Le niveau ambré de la bouteille en verre avait encore descendu d'un cran. 
Seul un souffle répondit à l'homme qui avait semé la terreur dans New York par deux fois. 

 

-Je vais vraiment en arriver au suicide. Peut-être que tu arrêteras de hanter les gens, cette fois...

 

-Toujours si dramatique. Mais cela dit, je note que tu n'as pas répondu à ma question.

 

-Je ne parlerai pas de ça avec toi ! 

 

-Mais, Jessica... je crois qu'en fait... tu n'as pas besoin de me le dire. Je sais tout de toi, tes moindres petits secrets... et je connais ton corps. Tu ne peux pas me mentir. 

 

Il s'était de nouveau avancé, un sourcil relevé. Sa posture rappelait celle d'un fauve approchant sa proie, prêt à lui asséner le coup de griffe final. 
Jessica se figea. Alors qu'il posait une main sur son bras, elle fit volte-face, parant toute tentative avec trop de force, comme à son habitude. Le contenu de la bouteille tangua dans son récipient de verre, comme une tempête ambrée. 

 

-Et c'est TOI qui me dis de ne pas mentir, sale enflure ! sa voix commençait à atteindre les graves de la rage. 

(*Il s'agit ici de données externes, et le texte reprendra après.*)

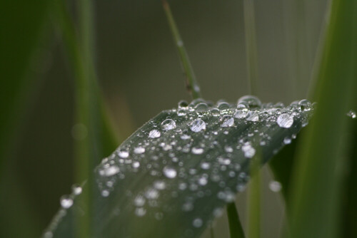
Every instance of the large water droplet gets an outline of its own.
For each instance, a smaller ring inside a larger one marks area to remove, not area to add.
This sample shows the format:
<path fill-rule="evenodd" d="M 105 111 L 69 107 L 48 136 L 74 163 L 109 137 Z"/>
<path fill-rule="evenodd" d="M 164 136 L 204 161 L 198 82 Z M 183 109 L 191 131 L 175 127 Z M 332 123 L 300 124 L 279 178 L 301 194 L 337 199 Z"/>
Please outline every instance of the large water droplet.
<path fill-rule="evenodd" d="M 73 185 L 71 188 L 72 192 L 75 195 L 79 195 L 81 193 L 82 193 L 82 187 L 79 185 Z"/>
<path fill-rule="evenodd" d="M 196 119 L 191 123 L 190 129 L 194 133 L 206 130 L 206 123 L 201 119 Z"/>
<path fill-rule="evenodd" d="M 181 100 L 178 102 L 178 108 L 186 108 L 188 106 L 188 103 L 184 100 Z"/>
<path fill-rule="evenodd" d="M 347 115 L 351 117 L 351 118 L 357 118 L 357 115 L 356 114 L 356 112 L 353 110 L 351 110 L 348 113 Z"/>
<path fill-rule="evenodd" d="M 255 111 L 249 111 L 248 112 L 246 117 L 246 120 L 249 121 L 258 121 L 259 120 L 259 115 L 257 112 Z"/>
<path fill-rule="evenodd" d="M 176 128 L 176 123 L 172 119 L 166 119 L 161 123 L 161 128 L 164 130 L 169 130 L 175 129 Z"/>
<path fill-rule="evenodd" d="M 208 105 L 205 103 L 199 103 L 195 106 L 195 110 L 198 112 L 206 111 L 208 110 Z"/>
<path fill-rule="evenodd" d="M 191 150 L 192 153 L 195 155 L 201 155 L 203 152 L 203 148 L 198 148 L 193 147 Z"/>
<path fill-rule="evenodd" d="M 134 152 L 136 154 L 142 154 L 145 152 L 145 148 L 144 147 L 139 146 L 134 148 Z"/>
<path fill-rule="evenodd" d="M 128 150 L 124 150 L 124 149 L 120 149 L 119 151 L 118 151 L 118 155 L 120 157 L 122 157 L 122 158 L 127 158 L 129 156 L 129 152 Z"/>
<path fill-rule="evenodd" d="M 281 190 L 281 184 L 278 181 L 271 181 L 269 182 L 269 189 L 274 192 L 280 192 Z"/>
<path fill-rule="evenodd" d="M 64 209 L 69 209 L 73 205 L 73 199 L 69 195 L 63 195 L 59 199 L 59 202 L 61 204 L 61 207 Z"/>
<path fill-rule="evenodd" d="M 150 133 L 149 133 L 149 137 L 150 138 L 157 138 L 161 135 L 161 133 L 157 130 L 151 130 Z"/>
<path fill-rule="evenodd" d="M 243 102 L 246 103 L 250 108 L 261 107 L 261 102 L 259 98 L 251 95 L 243 96 L 238 100 L 238 104 Z"/>
<path fill-rule="evenodd" d="M 244 156 L 248 158 L 252 158 L 256 154 L 256 149 L 249 143 L 243 145 L 242 150 L 244 152 Z"/>
<path fill-rule="evenodd" d="M 248 109 L 242 108 L 242 109 L 237 110 L 237 111 L 236 113 L 234 113 L 233 116 L 236 118 L 238 118 L 238 119 L 246 118 L 247 113 L 248 113 Z"/>
<path fill-rule="evenodd" d="M 309 111 L 313 108 L 311 103 L 306 99 L 301 100 L 300 102 L 298 102 L 298 105 L 300 107 L 300 109 L 304 111 Z"/>
<path fill-rule="evenodd" d="M 171 167 L 165 166 L 163 170 L 164 175 L 169 178 L 174 178 L 177 175 L 177 172 Z"/>
<path fill-rule="evenodd" d="M 202 219 L 201 218 L 196 218 L 192 222 L 192 224 L 193 225 L 193 227 L 195 227 L 196 228 L 202 227 L 203 224 L 203 222 L 202 222 Z"/>
<path fill-rule="evenodd" d="M 220 102 L 217 107 L 219 110 L 227 110 L 229 108 L 229 104 L 226 102 Z"/>
<path fill-rule="evenodd" d="M 220 115 L 219 110 L 218 108 L 213 108 L 211 110 L 211 113 L 212 113 L 212 115 L 213 117 L 218 117 Z"/>
<path fill-rule="evenodd" d="M 111 167 L 106 167 L 103 170 L 101 170 L 100 175 L 105 176 L 105 177 L 110 177 L 113 176 L 114 175 L 116 175 L 118 172 L 119 172 L 120 170 L 119 167 L 116 165 L 112 165 Z"/>
<path fill-rule="evenodd" d="M 141 195 L 138 195 L 135 197 L 134 203 L 136 207 L 142 207 L 145 205 L 145 198 Z"/>
<path fill-rule="evenodd" d="M 278 125 L 283 128 L 290 128 L 293 123 L 293 115 L 288 113 L 281 114 L 276 119 Z"/>
<path fill-rule="evenodd" d="M 234 125 L 234 118 L 230 115 L 226 115 L 221 118 L 222 128 L 230 128 Z"/>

-Je ne t'ai jamais menti. Tout ce que j'ai fait, c'était pour toi. 


Oubliant qu'elle débattait seule avec son esprit - Kilgrave semblait si réel, de toute façon, qu'elle doutait qu'il ne s'agisse que d'une hallucination de son esprit malade - elle fonça sur lui, le soulevant d'une empoignade par le cou contre le mur de la cuisine, la bouteille de bourbon dans l'autre main. 

 

Elle finit, d'une manœuvre, par la poser en relative sécurité sur un meuble non loin, reportant son attention sur l'homme en chemise qui souriait. 

 

-Tu aimes vraiment ça, hein ?
-Tais-toi.

 

Une gifle partit. La tête de Kilgrave valsa sur le côté. Mais ce maudit rictus ne s'effaçait pas de sa bouche. 

 

-J'ai toujours su que tu avais un fond sadique. 
-Qu'est-ce que tu ne comprends pas dans : TAIS-TOI ?

 

Nouvelle gifle. 
L'étincelle dans le regard de Kevin le sociopathe la mit autant mal à l'aise qu'il la poussa à continuer à extérioriser sa rage. Son corps semblait si tangible entre ses mains, comme une poupée de chiffon qu'il lui suffirait de briser une nouvelle fois pour qu'il la laisse tranquille. 

 

-Si j'avais su que c'était ce qui te plaisait, je te l'aurais proposé plus tôt, ça aurait réglé bien des... aie. C'est vraiment bas, ça.

 

Elle venait de lui donner un coup de poing au sternum. 

Il avait un air un peu fou, et elle ne savait plus ce qu'elle faisait. Quatre heures du matin, de l'alcool dans le sang, une presque hallucination dans les pattes. Combien de merdes le destin lui enverrait-il encore ? 

 

-Tu as raison, finit-elle par reconnaître d'un ton froid. 


Cela eut le don de l'intéresser prodigieusement. Mais il n'était pas libre pour autant de la poigne de la femme aux pouvoirs surnaturels.


-...J'étais... frustrée.

 

Sa bouche se tordit, comme si elle avait des difficultés à prononcer ce mot. Puis, un sourire. Pas un de ceux qu'il aimait chez Jessica. Un plus carnassier, plus ressemblant au sien. Kilgrave trouva que ça ne le dérangeait pas, finalement.

Elle lui lança un nouveau coup de poing. Il hoqueta de douleur. 

 

-...Mais maintenant, je me sens tout à fait satisfaite. 

 

Elle lui balança de nouveaux coups qui le laissèrent haletant, le douleur et l'exultation parcourant son corps. 
Elle le lâcha comme si elle s'était brûlée ; Kilgrave se laissa tomber le long du mur de la cuisine, sonné. 

 

-Et je vais pouvoir prendre ma douche. 

 

Jessica contempla un instant les dégâts qu'elle avait commis, le sang jaillissant des plaies du visage, les cheveux en bataille et le costume froissé de Kilgrave. Une vue qui lui procura un plaisir intense. Puis elle s'en alla. 

Le bruit de l'eau se mettant à couler le sortit de son état de torpeur. De son rôle. Et son sourire s'agrandit. 

 

-Ah, Jessica. Tu ne perds rien pour attendre. Je sais être très persuasif... 

 

Il savait d'instinct où ses prochains pas allaient le diriger.